“After the flood”: the risky bet of Mara Joly

“After the flood: Mara Joly”s risky bet

UPDATE DAY

With very established actors in his team, such as France Castel, Marilyse Bourke, Stéphane Demers, Jean-Moïse Martin or Martin Larocque, assigning four of his first roles to new faces was a risky, ambitious bet , but necessary.

The screenwriter, director and producer of the series Après le déluge, Mara Joly, was determined to shine a light on lesser-known talents, from diversity, and above all to do it the right way, in front of and behind the camera.

The idea was to create an alloy between experience and a breath of fresh air, without it being “filling”, she explained in an interview on the set of the rue Notre-Dame, in Montreal. Whatever their origins, its actors have interesting things to say and come out of the boxes in which they are usually found. On top of all that, they “are lit for their beauty, styled and made up for their beauty, dressed for their beauty, and highlighted for real,” she clarified.

Après le déluge features an empathetic and involved police officer who decides to take four young delinquents under her wing by introducing them to mixed martial arts (MMA) to avoid a criminal record. A decision, which we suspect, is not unanimous in the entourage of the latter, embodied by Penade Estime (Les jeunes loups, District 31), who has notably evolved in the United States as a stuntwoman in recent years.

A narrative frame inspired by the story of Montreal policeman Evens Guercy, who founded the boxing club of Hope in the Saint-Michel district, in Montreal, to provide an alternative to juvenile delinquency.

“To be the door”

Having grown up with the burden of being 'white passing', being perceived as a white person – and receiving special treatment because of the color of her skin – while growing up in Senegal, Ghana , in South Africa and France, with an Afro-descendant mother, the culture, the entourage and the referents; Mara Joly was built with the desire “to be a door at some point” for representativeness.

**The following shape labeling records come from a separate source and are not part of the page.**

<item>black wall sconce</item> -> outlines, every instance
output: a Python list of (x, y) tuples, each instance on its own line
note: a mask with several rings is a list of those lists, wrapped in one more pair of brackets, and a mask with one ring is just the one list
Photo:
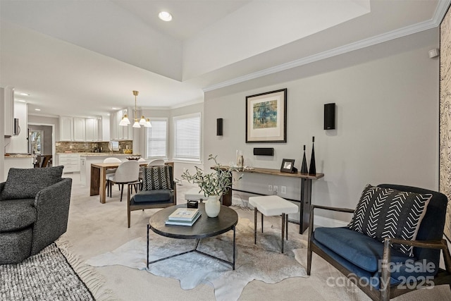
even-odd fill
[(216, 119), (216, 136), (223, 135), (223, 118)]
[(324, 104), (324, 130), (335, 129), (335, 104)]

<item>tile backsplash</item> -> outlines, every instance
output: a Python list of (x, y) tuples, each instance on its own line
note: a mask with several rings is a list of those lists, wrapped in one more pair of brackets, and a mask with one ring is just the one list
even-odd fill
[[(58, 141), (56, 143), (56, 152), (105, 152), (109, 153), (108, 148), (109, 142), (76, 142), (70, 141)], [(132, 140), (119, 141), (119, 152), (115, 153), (123, 153), (124, 149), (132, 148)], [(97, 150), (96, 152), (96, 150)]]

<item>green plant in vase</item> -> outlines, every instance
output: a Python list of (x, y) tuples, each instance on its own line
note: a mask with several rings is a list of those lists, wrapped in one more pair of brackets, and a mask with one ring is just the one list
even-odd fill
[[(216, 217), (221, 210), (219, 198), (232, 188), (233, 171), (238, 171), (232, 166), (221, 166), (216, 159), (217, 156), (209, 155), (209, 160), (214, 161), (214, 166), (211, 173), (206, 173), (202, 168), (194, 166), (196, 172), (191, 174), (187, 170), (182, 174), (182, 178), (189, 183), (196, 184), (209, 199), (205, 203), (205, 211), (210, 217)], [(242, 174), (235, 180), (242, 178)], [(208, 208), (208, 209), (207, 209)], [(216, 212), (217, 211), (217, 212)], [(216, 215), (215, 215), (216, 214)]]

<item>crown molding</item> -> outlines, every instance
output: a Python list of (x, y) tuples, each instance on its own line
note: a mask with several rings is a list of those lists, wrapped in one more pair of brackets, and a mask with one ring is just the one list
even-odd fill
[(440, 25), (440, 23), (443, 19), (445, 14), (446, 13), (448, 7), (450, 6), (450, 4), (451, 4), (451, 0), (439, 1), (438, 4), (437, 4), (437, 7), (435, 8), (435, 11), (434, 12), (433, 18), (427, 21), (420, 22), (416, 24), (414, 24), (413, 25), (406, 26), (404, 27), (392, 30), (390, 32), (385, 32), (381, 35), (378, 35), (374, 37), (364, 39), (354, 43), (350, 43), (344, 46), (341, 46), (340, 47), (334, 48), (330, 50), (327, 50), (326, 51), (320, 52), (311, 56), (292, 61), (290, 62), (288, 62), (281, 65), (278, 65), (274, 67), (271, 67), (257, 72), (249, 73), (230, 80), (218, 82), (217, 84), (208, 86), (202, 89), (202, 90), (204, 91), (204, 92), (213, 91), (217, 89), (231, 86), (233, 85), (254, 80), (255, 78), (261, 78), (263, 76), (269, 75), (271, 74), (284, 71), (292, 68), (299, 67), (311, 63), (343, 54), (347, 52), (358, 50), (362, 48), (376, 45), (377, 44), (383, 43), (385, 42), (388, 42), (394, 39), (397, 39), (409, 35), (412, 35), (421, 31), (436, 27)]

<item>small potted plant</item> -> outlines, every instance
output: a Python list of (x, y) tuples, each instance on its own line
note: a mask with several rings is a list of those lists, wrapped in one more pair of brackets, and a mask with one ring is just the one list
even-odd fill
[[(221, 202), (219, 199), (229, 189), (232, 188), (233, 171), (237, 171), (232, 166), (226, 168), (221, 166), (216, 160), (217, 156), (210, 154), (209, 160), (214, 160), (215, 165), (211, 173), (206, 173), (202, 168), (194, 166), (196, 172), (190, 173), (187, 170), (182, 174), (182, 178), (189, 183), (197, 184), (204, 192), (208, 200), (205, 202), (205, 211), (209, 217), (216, 217), (221, 210)], [(240, 175), (237, 179), (242, 177)]]

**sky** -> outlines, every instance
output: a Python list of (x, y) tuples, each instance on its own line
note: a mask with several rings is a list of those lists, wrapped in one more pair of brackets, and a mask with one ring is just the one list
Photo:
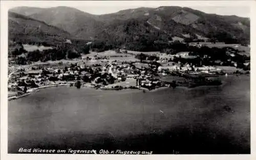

“When I came back to Quebec around 15-16 years old, I felt a discrepancy between how I felt and my environment. I arrived in the middle [artistic] and I felt a gap between what I am, how I feel and what I saw or what I played,” she said.

Uncomfortable to feel that she had many more privileges than other people with the same origins as them, the author wanted to put her privileges to good use. “I can use them instead of finding it unfair and difficult. Maybe I can use them to bring some voices to fruition. Maybe it's for something that I'm “white passing”, “she added.

Declined in six one-hour episodes, the series After the deluge< /em> promises stories of family, romance and light after the high tide has passed and buried treasures resurface.

Starring Samuel Gauthier, who plays a rich man's son in hot water, comedian Erika Suarez, whose character could well be at the heart of a love story, as well as Frédéric Colas and Gabriel Pascal Tshilambo, the fiction by Mara Joly, co-produced by Zone 3 and ZAMA Productions , should land on Crave by the end of the year.